As a member of the Windows Insider program, we’ve had the opportunity to test drive the new operating system for the past couple of months. Our verdict? Windows 11 provides a welcome facelift to Windows 10, while leaving the low-level internals and APIs largely untouched. It’s more evolution than revolution.
Let’s dig into the details of Windows 11 — and investigate how our software performs on the brand new operating system.
What’s new in Windows 11?
Windows 11 included many improvements. Our top highlights include:
General improvements to the user interface, focusing on simplicity, ease of use, and flexibility. This is the “cleanest” and most “Mac-looking” version of Windows to date.
Excellent support for multiple desktops, with large previews and easy switching:
Improved security, with protection against firmware and hardware attacks. In a world besieged by ransomware, phishing, and worse, this is a welcome addition.
What features have been removed?
The list of features deprecated or removed in Windows 11 is fairly short for a major release. Here’s what raised our eyebrows:
Support for moving the taskbar to different locations on the screen (e.g. top, left, or right) has been removed. That was convenient for our team, especially when making screen recordings.
Internet Explorer has been disabled and replaced by Microsoft Edge. Finally! We won’t miss IE around here…
Right-clicking on the taskbar calls up a menu with a single entry — Taskbar settings. We’ll miss the convenience of quickly summoning Task Manager, showing the desktop or effortlessly arranging windows from the Windows 10 taskbar. 🙁
Will Windows 11 run on my computer?
The system requirements for Windows 11 are fairly modest — 2 CPU cores, 4 GM RAM and 64 GB hard drive space. Most modern computers easily meet those thresholds.
However, to deliver important security benefits, Windows 11 only runs on devices that support Trusted Platform Module (TPM) version 2.0.
To find out if your computer supports TPM, run tpm.msc from a command prompt. Here you can see that our Windows 10 desktop (purchased in 2019) supports TPM version 2.0:
Note that TPM is a requirement for physical hardware, not for virtual machines.

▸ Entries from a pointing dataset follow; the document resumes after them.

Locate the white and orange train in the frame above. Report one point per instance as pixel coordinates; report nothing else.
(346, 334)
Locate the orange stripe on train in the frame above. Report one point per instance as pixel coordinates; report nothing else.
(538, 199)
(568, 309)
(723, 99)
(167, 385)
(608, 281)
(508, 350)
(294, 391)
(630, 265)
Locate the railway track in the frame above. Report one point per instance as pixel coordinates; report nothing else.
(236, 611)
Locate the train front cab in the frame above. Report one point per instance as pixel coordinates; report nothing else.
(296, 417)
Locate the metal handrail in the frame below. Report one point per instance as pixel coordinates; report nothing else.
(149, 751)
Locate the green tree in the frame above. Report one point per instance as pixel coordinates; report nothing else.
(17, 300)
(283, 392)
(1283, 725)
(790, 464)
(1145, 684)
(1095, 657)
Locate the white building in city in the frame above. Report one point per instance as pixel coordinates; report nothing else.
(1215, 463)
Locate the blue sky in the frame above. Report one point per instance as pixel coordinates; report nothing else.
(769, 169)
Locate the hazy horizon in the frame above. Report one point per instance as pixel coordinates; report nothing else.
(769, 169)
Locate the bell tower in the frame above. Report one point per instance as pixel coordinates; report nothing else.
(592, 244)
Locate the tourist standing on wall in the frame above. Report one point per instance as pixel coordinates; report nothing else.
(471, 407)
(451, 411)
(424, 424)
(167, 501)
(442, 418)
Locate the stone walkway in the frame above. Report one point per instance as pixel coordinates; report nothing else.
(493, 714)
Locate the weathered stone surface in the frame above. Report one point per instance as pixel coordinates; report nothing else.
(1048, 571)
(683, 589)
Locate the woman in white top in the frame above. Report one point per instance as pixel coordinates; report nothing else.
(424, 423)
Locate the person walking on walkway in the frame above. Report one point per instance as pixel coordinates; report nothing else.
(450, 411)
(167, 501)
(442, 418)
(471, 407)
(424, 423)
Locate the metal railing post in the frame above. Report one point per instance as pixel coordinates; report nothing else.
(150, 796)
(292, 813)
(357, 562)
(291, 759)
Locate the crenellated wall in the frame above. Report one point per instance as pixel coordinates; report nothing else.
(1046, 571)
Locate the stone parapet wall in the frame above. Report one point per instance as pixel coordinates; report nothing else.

We had no trouble installing Windows 11 on a VirtualBox virtual machine, even though TPM is not supported there.
One oddity to watch out for: Windows 11 Home edition requires internet connectivity and a Microsoft account to complete setup on first use. Apparently Microsoft is very keen to bring you into their online ecosystem!
What’s changed for Windows Services?
As far as we can see, Windows 11 does not introduce any changes to the Windows Services API, nor to the service-related tools distributed with the operating system.
Does AlwaysUp run on Windows 11?
Other than a minor inaccuracy detecting the operating system version in internal logging components, AlwaysUp version 13.0 (to be released in October 2021) performed perfectly on Win 11.
And over the course of the past 7 weeks, we have run OneDrive, Dropbox, Java and VirtualBox continuously as Windows Services. All have performed flawlessly through multiple reboots, automatic updates, deliberate crashes and other challenging scenarios.
Does Service Protector work well on Windows 11?
With the underlying Windows Services architecture remaining intact, we detected no issues running Service Protector 7.0:
What about your other software? Are they all compatible with Win11?
To date, here are the results of our testing on the new operating system:
Service Security Editor: No problems found.
AlwaysUp Web Service: No problems found.
Windows Service Auditor: No problems found.
ServicePilot: No problems found.
The only application that did not pass with flying colors is MyFolders. Unfortunately the MyFolders menu is not visible when you right-click in File Explorer! And in order to reveal the MyFolders menu, you must select Show more options:
Afterwards, the familiar menu from Windows 10 will appear and you will be able to interact with MyFolders as normal:
We’ll see if there is a way to eliminate the inconvenience of that extra click.
Best of luck with Windows 11 if (when) you decide to upgrade!